The Pittsburgh Steelers are out of Latrobe and back at the UPMC Rooney Sports Complex, also referred to as the South Side Facility. We are already into the regular season, where everything is magnified and, you know, actually counts. The team is working through the highs and lows and dramas that go through a typical Steelers season.
How are the rookies performing? What about the players that the team signed in free agency? Who is missing time with injuries, and when are they going to be back? What are the coaches saying about what they are going to do this season that might be different from how it was a year ago?
These are the sorts of questions among many others that we have been exploring on a daily basis and will continue to do so. Football has become a year-round pastime and there is always a question to be asked, though there is rarely a concrete answer, as I’ve learned in my years of doing this.
Question: How do you feel about the Steelers’ reported compensation for trading Antonio Brown?
Late last night, Adam Schefter among others—including Antonio Brown himself—reported that the wide receiver and the Steelers had agreed in principle to trade him to, of course, the Oakland Raiders. The reported return on investment was a third- and fifth-round pick in the 2019 NFL Draft. For arguably the top wide receiver in the game.
That’s substantially less than what the Steelers wanted to get for him. their initial asking price reportedly was a first-round pick and then some. Then they walked it back to just a first-round pick when they weren’t getting enough interest. When all was said and done, it fell back to a third-round pick plus a fifth-rounder.

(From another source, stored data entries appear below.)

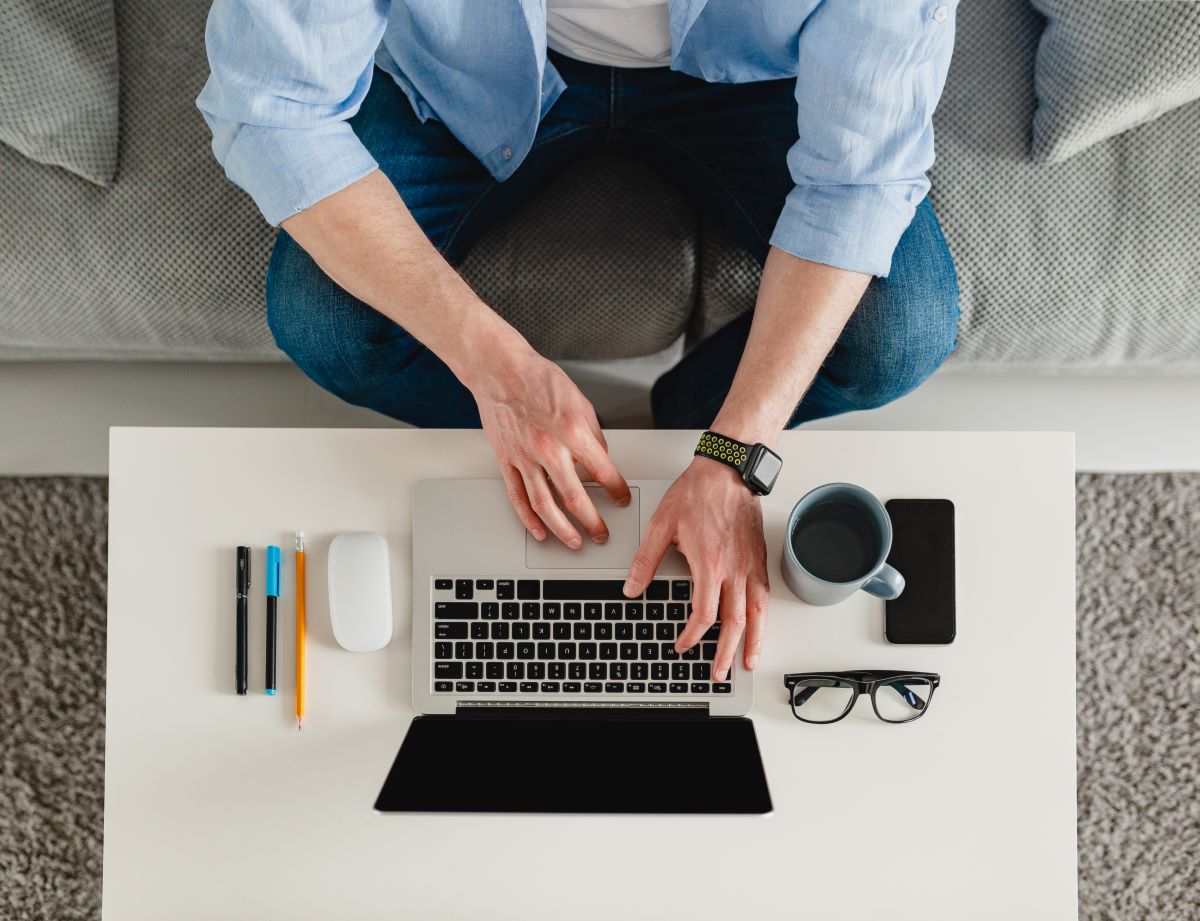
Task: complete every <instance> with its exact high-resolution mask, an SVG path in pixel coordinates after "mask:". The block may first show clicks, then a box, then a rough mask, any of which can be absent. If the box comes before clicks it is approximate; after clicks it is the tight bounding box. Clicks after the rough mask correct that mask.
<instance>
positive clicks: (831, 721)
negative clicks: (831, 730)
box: [792, 678, 854, 723]
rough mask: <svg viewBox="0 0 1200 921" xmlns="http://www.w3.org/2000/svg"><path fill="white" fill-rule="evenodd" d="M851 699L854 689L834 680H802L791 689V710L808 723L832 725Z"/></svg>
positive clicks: (845, 710)
mask: <svg viewBox="0 0 1200 921" xmlns="http://www.w3.org/2000/svg"><path fill="white" fill-rule="evenodd" d="M853 699H854V688H853V687H852V686H851V685H848V684H846V682H845V681H839V680H838V679H836V678H802V679H800V680H799V681H797V682H796V687H793V688H792V709H793V710H796V715H797V716H798V717H800V720H804V721H806V722H810V723H832V722H833V721H834V720H836V718H838V717H840V716H841V715H842V714H845V712H846V709H847V708H848V706H850V703H851V700H853Z"/></svg>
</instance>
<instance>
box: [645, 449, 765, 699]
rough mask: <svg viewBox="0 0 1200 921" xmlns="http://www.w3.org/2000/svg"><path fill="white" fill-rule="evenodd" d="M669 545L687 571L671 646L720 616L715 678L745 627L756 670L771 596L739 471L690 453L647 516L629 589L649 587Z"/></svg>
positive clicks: (750, 494) (732, 663)
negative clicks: (686, 460) (689, 588)
mask: <svg viewBox="0 0 1200 921" xmlns="http://www.w3.org/2000/svg"><path fill="white" fill-rule="evenodd" d="M672 544H674V546H676V547H678V548H679V552H680V553H682V554H683V555H684V556H685V558H686V560H688V566H689V568H690V570H691V618H690V619H689V620H688V626H686V628H685V630H684V632H683V633H682V634H679V638H678V639H677V640H676V650H677V651H679V652H683V651H685V650H688V649H691V646H694V645H696V643H697V642H700V638H701V637H702V636H703V634H704V631H707V630H708V628H709V627H710V626H713V622H714V621H715V620H716V618H718V614H720V620H721V632H720V639H719V640H718V644H716V660H715V662H714V663H713V680H714V681H724V680H725V679H726V676H727V673H728V670H730V668H731V667H732V666H733V656H734V654H736V651H737V648H738V640H739V639H740V638H742V633H743V631H745V637H746V642H745V654H744V662H745V667H746V668H749V669H752V668H756V667H757V664H758V651H760V649H761V646H762V633H763V630H764V627H766V626H767V601H768V596H769V594H770V585H769V584H768V580H767V544H766V541H764V540H763V532H762V508H761V507H760V504H758V498H757V496H756V495H754V494H752V493H751V492H750V490H749V489H746V487H745V483H743V482H742V478H740V477H739V476H738V474H737V471H736V470H733V469H731V468H728V466H725V465H724V464H719V463H716V462H715V460H709V459H707V458H703V457H697V458H694V459H692V462H691V464H690V465H689V466H688V469H686V470H684V471H683V474H682V475H680V476H679V478H678V480H676V481H674V483H672V486H671V488H670V489H667V493H666V495H664V496H662V501H661V502H659V507H658V508H656V510H655V511H654V514H653V516H652V517H650V522H649V524H648V525H647V528H646V536H644V537H643V538H642V546H641V547H638V548H637V553H636V554H634V565H632V566H631V567H630V570H629V579H628V580H626V583H625V594H626V595H629V596H636V595H640V594H642V591H644V590H646V585H647V584H648V583H649V582H650V579H653V578H654V573H655V572H656V571H658V568H659V564H660V562H661V561H662V555H664V554H665V553H666V552H667V547H670V546H672Z"/></svg>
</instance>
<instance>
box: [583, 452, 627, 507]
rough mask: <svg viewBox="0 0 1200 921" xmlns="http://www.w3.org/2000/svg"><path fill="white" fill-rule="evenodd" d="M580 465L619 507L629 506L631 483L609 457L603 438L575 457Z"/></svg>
mask: <svg viewBox="0 0 1200 921" xmlns="http://www.w3.org/2000/svg"><path fill="white" fill-rule="evenodd" d="M575 456H576V457H577V458H578V460H580V464H581V465H582V466H583V469H584V470H587V471H588V476H590V477H592V478H593V480H595V481H596V482H598V483H600V486H602V487H604V490H605V492H606V493H607V494H608V498H610V499H612V500H613V501H614V502H616V504H617V505H619V506H622V507H624V506H626V505H629V498H630V494H629V483H626V482H625V477H623V476H622V475H620V471H619V470H618V469H617V464H614V463H613V462H612V458H611V457H608V450H607V445H605V444H604V440H602V437H601V440H600V443H599V444H593V445H590V446H586V447H583V449H581V450H578V451H576V455H575Z"/></svg>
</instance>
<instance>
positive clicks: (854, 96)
mask: <svg viewBox="0 0 1200 921" xmlns="http://www.w3.org/2000/svg"><path fill="white" fill-rule="evenodd" d="M956 2H958V0H754V2H750V1H749V0H671V4H670V6H671V46H672V52H671V67H672V68H673V70H676V71H680V72H683V73H688V74H691V76H692V77H698V78H701V79H704V80H708V82H709V83H749V82H752V80H768V79H779V78H785V77H786V78H792V79H794V80H796V98H797V103H798V107H799V116H798V118H799V140H797V142H796V144H794V145H793V146H792V149H791V150H790V151H788V153H787V165H788V168H790V170H791V175H792V180H793V181H794V183H796V186H794V188H793V189H792V191H791V192H790V193H788V195H787V200H786V201H785V203H784V209H782V213H781V215H780V217H779V222H778V223H776V225H775V229H774V233H773V235H772V239H770V242H772V245H773V246H776V247H779V248H780V249H784V251H786V252H788V253H792V254H793V255H798V257H802V258H804V259H810V260H812V261H817V263H824V264H827V265H834V266H838V267H841V269H850V270H853V271H859V272H869V273H871V275H881V276H882V275H887V273H888V270H889V267H890V264H892V251H893V249H894V248H895V245H896V242H898V241H899V239H900V235H901V234H902V233H904V231H905V229H906V228H907V227H908V223H910V222H911V221H912V215H913V210H914V209H916V206H917V205H918V204H919V203H920V200H922V198H923V197H924V195H925V193H926V192H928V191H929V180H928V179H926V177H925V171H926V170H928V169H929V167H930V165H931V164H932V162H934V128H932V124H931V116H932V113H934V107H935V106H936V104H937V98H938V96H941V92H942V85H943V83H944V80H946V72H947V68H948V67H949V61H950V52H952V49H953V46H954V8H955V5H956ZM205 38H206V43H208V53H209V64H210V66H211V71H212V73H211V76H210V77H209V80H208V83H206V84H205V85H204V90H203V91H202V92H200V96H199V98H198V100H197V103H198V106H199V108H200V112H202V113H203V114H204V118H205V120H206V121H208V124H209V127H210V128H211V130H212V150H214V152H215V153H216V157H217V159H218V161H220V162H221V164H222V165H223V167H224V170H226V174H227V175H228V176H229V179H230V180H233V181H234V182H235V183H238V185H239V186H241V188H244V189H246V192H248V193H250V194H251V197H252V198H253V199H254V201H256V203H257V204H258V206H259V209H260V210H262V212H263V215H264V216H265V217H266V219H268V221H269V222H271V223H272V224H278V223H280V222H281V221H283V219H286V218H287V217H289V216H290V215H294V213H298V212H299V211H302V210H304V209H306V207H308V206H310V205H312V204H314V203H317V201H319V200H320V199H323V198H326V197H328V195H331V194H334V193H335V192H337V191H338V189H341V188H344V187H346V186H348V185H349V183H352V182H354V181H355V180H359V179H361V177H362V176H365V175H367V174H368V173H371V171H372V170H373V169H374V168H376V165H377V164H376V162H374V159H373V158H372V156H371V155H370V153H368V152H367V150H366V148H364V146H362V144H361V143H360V142H359V139H358V138H356V137H355V134H354V131H353V130H352V128H350V126H349V125H348V124H347V119H349V118H350V116H352V115H354V113H355V112H358V108H359V106H360V104H361V102H362V97H364V96H365V95H366V92H367V88H368V86H370V84H371V74H372V68H373V66H374V65H378V66H379V67H380V68H382V70H383V71H385V72H386V73H389V74H390V76H391V78H392V79H394V80H395V82H396V83H397V85H398V86H400V88H401V89H402V90H403V91H404V94H406V95H407V96H408V98H409V101H410V102H412V104H413V109H414V110H415V112H416V114H418V115H419V116H420V118H421V120H425V119H430V118H436V119H440V120H442V121H443V122H444V124H445V125H446V127H448V128H449V130H450V131H451V132H452V133H454V136H455V137H456V138H458V140H461V142H462V144H463V145H464V146H466V148H467V149H468V150H469V151H470V152H472V153H474V155H475V156H476V157H478V158H479V161H480V162H481V163H482V164H484V165H485V167H486V168H487V170H488V171H490V173H491V174H492V175H493V176H496V179H498V180H504V179H508V176H510V175H511V174H512V171H514V170H515V169H517V167H520V165H521V161H522V159H523V158H524V156H526V153H528V152H529V148H530V145H532V144H533V139H534V134H535V133H536V131H538V124H539V122H540V120H541V118H542V115H545V114H546V112H547V110H548V109H550V108H551V106H553V104H554V101H556V100H557V98H558V96H559V94H562V92H563V90H564V89H565V84H564V83H563V78H562V77H560V76H559V74H558V71H557V70H554V66H553V64H552V62H551V61H547V59H546V7H545V0H403V1H402V0H294V1H292V2H283V1H282V0H272V1H271V2H263V0H216V1H215V2H214V5H212V10H211V12H210V13H209V22H208V29H206V32H205Z"/></svg>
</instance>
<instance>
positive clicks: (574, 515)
mask: <svg viewBox="0 0 1200 921" xmlns="http://www.w3.org/2000/svg"><path fill="white" fill-rule="evenodd" d="M546 472H548V474H550V480H551V482H552V483H553V484H554V489H556V492H557V493H558V501H559V504H560V505H562V507H563V508H565V510H566V511H568V512H570V513H571V514H572V516H574V518H575V520H577V522H578V523H580V524H582V525H583V530H584V531H587V532H588V536H589V537H592V540H593V541H595V542H596V543H604V542H605V541H607V540H608V525H606V524H605V523H604V518H601V517H600V512H598V511H596V507H595V504H594V502H593V501H592V496H590V495H588V490H587V489H584V488H583V483H582V482H580V475H578V474H577V472H575V464H572V463H570V460H564V462H559V463H547V464H546Z"/></svg>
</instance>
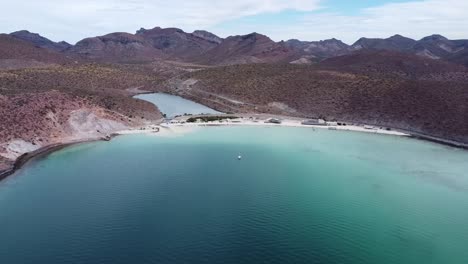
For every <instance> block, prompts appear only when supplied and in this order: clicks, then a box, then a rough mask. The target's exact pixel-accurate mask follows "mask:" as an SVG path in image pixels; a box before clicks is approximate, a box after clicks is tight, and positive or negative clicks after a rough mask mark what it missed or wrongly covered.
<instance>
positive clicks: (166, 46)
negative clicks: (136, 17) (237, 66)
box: [136, 27, 220, 60]
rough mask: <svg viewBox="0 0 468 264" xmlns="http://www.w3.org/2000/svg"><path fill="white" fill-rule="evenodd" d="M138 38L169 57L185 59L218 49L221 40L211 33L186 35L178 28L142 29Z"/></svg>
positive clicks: (196, 33) (194, 56)
mask: <svg viewBox="0 0 468 264" xmlns="http://www.w3.org/2000/svg"><path fill="white" fill-rule="evenodd" d="M136 36H138V37H141V38H143V39H145V40H146V41H148V42H149V43H150V44H151V46H152V47H153V48H155V49H157V50H160V51H161V52H162V53H164V54H165V55H167V56H168V57H170V58H172V59H174V58H178V59H185V60H189V59H190V58H193V57H196V56H199V55H201V54H203V53H205V52H206V51H208V50H210V49H212V48H214V47H216V46H217V45H218V44H219V41H220V38H219V37H217V36H216V35H214V34H211V33H209V32H206V31H205V32H201V31H198V32H197V31H196V32H194V33H192V34H190V33H186V32H184V31H183V30H181V29H178V28H160V27H156V28H153V29H149V30H147V29H143V28H142V29H140V30H138V31H137V34H136Z"/></svg>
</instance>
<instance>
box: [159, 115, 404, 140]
mask: <svg viewBox="0 0 468 264" xmlns="http://www.w3.org/2000/svg"><path fill="white" fill-rule="evenodd" d="M265 121H266V120H257V122H254V121H251V120H246V119H242V120H240V121H237V122H236V121H234V122H232V121H231V122H199V123H184V124H167V125H166V126H167V127H170V128H173V127H191V128H193V127H203V126H268V127H270V126H280V127H303V128H314V129H332V130H341V131H356V132H364V133H375V134H384V135H395V136H409V134H406V133H402V132H399V131H393V130H384V129H380V128H371V129H368V128H365V127H364V126H353V125H347V126H313V125H312V126H311V125H303V124H302V121H300V120H292V119H283V120H282V122H281V124H272V123H265Z"/></svg>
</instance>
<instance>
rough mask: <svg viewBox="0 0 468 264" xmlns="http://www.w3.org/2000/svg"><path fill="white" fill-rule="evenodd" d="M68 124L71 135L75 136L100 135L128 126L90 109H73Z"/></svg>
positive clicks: (87, 136)
mask: <svg viewBox="0 0 468 264" xmlns="http://www.w3.org/2000/svg"><path fill="white" fill-rule="evenodd" d="M68 126H69V127H68V128H69V129H70V135H71V137H74V138H86V137H98V136H101V135H103V134H109V133H113V132H115V131H119V130H124V129H127V128H128V126H127V125H125V124H123V123H120V122H116V121H113V120H110V119H106V118H103V117H99V116H97V115H96V113H95V112H93V111H91V110H89V109H78V110H75V111H72V112H71V113H70V117H69V118H68Z"/></svg>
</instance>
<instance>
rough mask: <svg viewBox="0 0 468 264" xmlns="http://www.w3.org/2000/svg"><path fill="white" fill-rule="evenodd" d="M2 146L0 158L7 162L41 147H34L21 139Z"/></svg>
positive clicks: (37, 146) (9, 142)
mask: <svg viewBox="0 0 468 264" xmlns="http://www.w3.org/2000/svg"><path fill="white" fill-rule="evenodd" d="M2 145H3V146H2V149H0V156H2V157H4V158H6V159H9V160H15V159H17V158H18V157H19V156H21V155H23V154H24V153H27V152H32V151H35V150H37V149H39V148H40V147H41V146H40V145H37V144H36V145H35V144H32V143H30V142H26V141H24V140H22V139H16V140H12V141H10V142H7V143H4V144H2Z"/></svg>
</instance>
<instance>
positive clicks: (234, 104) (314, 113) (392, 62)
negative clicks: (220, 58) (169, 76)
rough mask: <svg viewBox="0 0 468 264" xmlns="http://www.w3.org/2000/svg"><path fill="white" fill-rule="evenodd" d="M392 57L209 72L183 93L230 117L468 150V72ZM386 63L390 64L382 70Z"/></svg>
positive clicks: (188, 77) (201, 71)
mask: <svg viewBox="0 0 468 264" xmlns="http://www.w3.org/2000/svg"><path fill="white" fill-rule="evenodd" d="M388 55H389V54H388V53H378V54H365V55H361V56H364V57H365V60H363V61H359V60H358V59H357V58H355V57H347V56H343V57H340V58H337V59H336V60H334V61H328V62H324V63H323V65H322V64H319V65H314V66H310V65H290V64H282V65H280V64H274V65H272V64H261V65H235V66H228V67H221V68H214V69H207V70H204V71H199V72H195V73H193V74H191V75H190V76H186V78H187V79H189V80H190V83H191V85H190V87H185V88H186V89H184V86H179V90H178V91H179V93H182V94H186V95H187V96H191V97H192V98H194V99H197V98H198V100H200V101H203V102H205V103H208V104H211V105H213V106H216V107H218V108H219V109H221V108H223V107H225V108H226V109H227V110H228V111H236V110H237V111H252V110H257V111H261V112H269V113H282V114H289V115H296V116H304V117H323V118H326V119H328V120H342V121H349V122H358V123H366V124H374V125H379V126H389V127H394V128H400V129H407V130H410V131H414V132H419V133H424V134H429V135H433V136H438V137H443V138H449V139H453V140H459V141H464V142H468V82H467V81H466V80H467V78H468V71H467V70H466V68H464V67H460V66H458V65H450V64H447V63H445V62H437V61H433V60H430V59H424V58H420V57H416V56H413V55H404V56H403V55H402V57H398V56H393V57H392V56H390V57H389V56H388ZM351 56H355V55H351ZM382 58H386V59H387V61H389V62H390V63H389V64H384V65H383V66H379V65H380V62H381V60H382ZM337 60H341V61H340V62H338V61H337ZM398 76H403V77H398Z"/></svg>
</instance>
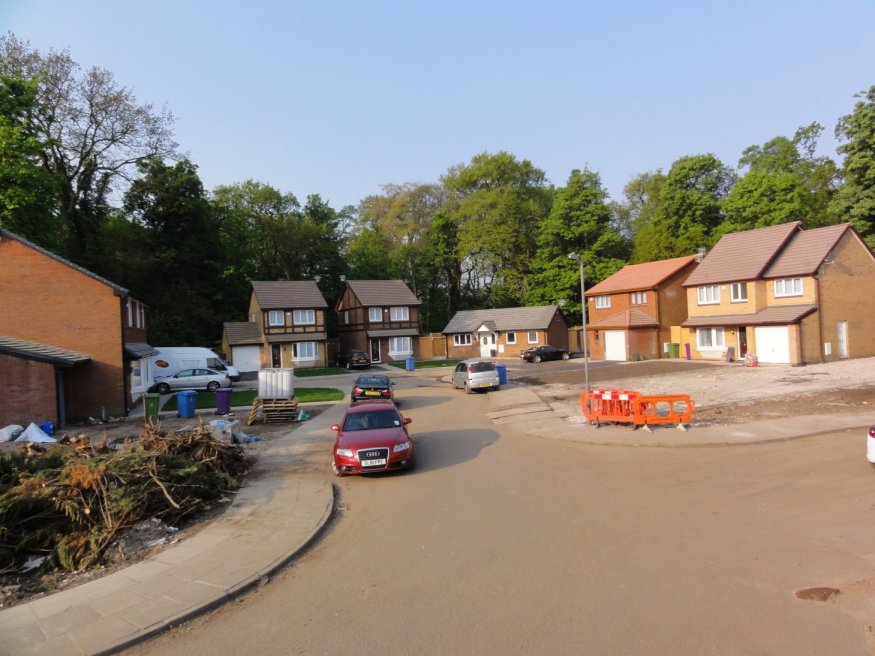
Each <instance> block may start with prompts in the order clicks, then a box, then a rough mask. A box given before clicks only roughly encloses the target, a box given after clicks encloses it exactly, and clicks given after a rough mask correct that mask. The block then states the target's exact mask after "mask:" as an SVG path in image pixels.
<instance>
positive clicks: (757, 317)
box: [681, 305, 817, 328]
mask: <svg viewBox="0 0 875 656" xmlns="http://www.w3.org/2000/svg"><path fill="white" fill-rule="evenodd" d="M816 309H817V307H816V306H814V305H775V306H772V307H767V308H765V309H764V310H760V311H759V312H755V313H753V314H723V315H719V316H714V317H690V318H689V319H687V320H686V321H684V322H683V323H682V324H681V325H682V326H683V327H684V328H696V327H701V326H777V325H786V324H789V323H798V322H799V321H801V320H802V319H803V318H805V317H807V316H808V315H809V314H811V313H812V312H814V311H815V310H816Z"/></svg>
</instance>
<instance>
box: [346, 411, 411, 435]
mask: <svg viewBox="0 0 875 656" xmlns="http://www.w3.org/2000/svg"><path fill="white" fill-rule="evenodd" d="M400 425H401V417H400V416H399V415H398V413H397V412H395V411H394V410H373V411H370V412H356V413H350V414H348V415H347V416H346V419H345V420H344V422H343V430H345V431H357V430H372V429H374V428H393V427H395V426H400Z"/></svg>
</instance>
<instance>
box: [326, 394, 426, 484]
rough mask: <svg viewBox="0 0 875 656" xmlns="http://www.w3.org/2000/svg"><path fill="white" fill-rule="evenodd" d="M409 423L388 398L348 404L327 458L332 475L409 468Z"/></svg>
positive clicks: (331, 426) (409, 460)
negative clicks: (331, 453)
mask: <svg viewBox="0 0 875 656" xmlns="http://www.w3.org/2000/svg"><path fill="white" fill-rule="evenodd" d="M411 421H412V420H411V419H410V418H409V417H402V416H401V413H400V412H398V408H396V407H395V404H394V403H392V401H389V400H388V399H373V400H369V401H359V402H357V403H352V404H350V406H349V408H347V411H346V415H345V416H344V417H343V422H341V423H340V424H333V425H332V426H331V430H333V431H336V432H337V437H336V438H335V440H334V448H333V449H332V456H331V469H332V471H333V472H334V475H335V476H345V475H346V474H371V473H374V472H384V471H392V470H395V469H413V467H414V466H415V465H416V460H415V457H414V455H413V442H412V441H411V440H410V436H409V435H408V434H407V424H409V423H410V422H411Z"/></svg>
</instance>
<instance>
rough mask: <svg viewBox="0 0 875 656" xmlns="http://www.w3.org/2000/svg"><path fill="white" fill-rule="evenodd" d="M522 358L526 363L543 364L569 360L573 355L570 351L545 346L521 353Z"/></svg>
mask: <svg viewBox="0 0 875 656" xmlns="http://www.w3.org/2000/svg"><path fill="white" fill-rule="evenodd" d="M520 357H521V358H522V359H523V360H525V361H526V362H541V361H542V360H568V359H569V358H570V357H571V353H569V352H568V349H561V348H557V347H555V346H550V345H549V344H545V345H544V346H533V347H532V348H530V349H526V350H525V351H523V352H522V353H520Z"/></svg>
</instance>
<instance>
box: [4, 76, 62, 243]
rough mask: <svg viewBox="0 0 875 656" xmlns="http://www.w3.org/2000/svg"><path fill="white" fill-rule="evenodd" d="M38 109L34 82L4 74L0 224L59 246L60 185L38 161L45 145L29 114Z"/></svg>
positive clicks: (9, 228) (38, 160)
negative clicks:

My guess is that had the Raiders been drafting lower in the second round, the Steelers would have gotten their second-round pick. But because Oakland has one of the top picks in the second round, they determined that that was too high of a resource to give up, so they sent their third and fifth over instead.
If it makes people feel any better, the Steelers can package those two picks to trade up into the second round and then you can say that they ended up getting a second-round pick for Antonio Brown. It’s a realistic possibility that they might actually do that, as well.
Brown really gave the Steelers no attractive options here. He more or less let it be known that he was either not going to play for them or he was simply going to be a major problem if they tried to hold on to him, and nobody gets anything out of that arrangement.
With this deal being made—which, again, is not official until the start of the new league year—both sides get something. Brown certainly ‘wins’ this exchange, getting out of town and a handsome raise on top of it, but he already won months ago.